You see, I'm angry because people are so rude, so uncaring, so unreliable, so disinclined to kindness, so quick to bully, ridicule, judge and humiliate others, and so thoughtless about the impact they can have on someone who is fragile. This decision to do something thoughtless or callous 'because they can' does enormous damage to people who are sensitive or traumatised, frightened or tired. I get angry at peoples reluctance to take responsibility for their actions, and consider the impact it would have.

So the logic that saves me every time is this:

If there is ONE person out there who is fragile, and that person happens to know me, like me, think I'm funny, or remember me being kind to them... whether its my cousin's girlfriend, an elderly relative, or a work colleague's eight year old child. then for me to check out, I would be impacting on that person in the worst possible way.

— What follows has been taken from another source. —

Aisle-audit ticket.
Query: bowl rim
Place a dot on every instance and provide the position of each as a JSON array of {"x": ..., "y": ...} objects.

I would be guilty of the same irresponsible thoughtlessness that I rant against! I can't bring myself to emulate the thing that makes me so angry. So my only other option is that I have to stick around - because we need to swell the numbers of GOOD people who DO get it. Can't let the bad guys win the world. Sure they sometimes win the battle - and that is infuriating beyond bearing, and I often don't know how to contain it - but LETTING them win the war by dwindling our own number is just utterly unthinkable!

So here's what I'm going to try today. I'm going to go out and do a random act of kindness - because I want the bastards to lose the battle today. I'm going to smile generously at the next person I see, even if they piss me off - just to tip the score in favour of the good guys for one more day.

If you're having one of those stay at home days today - just close your eyes and send me a happiness vibe, a prayer or a luck fairy to spur me on.
It's the best revenge against the half-wits!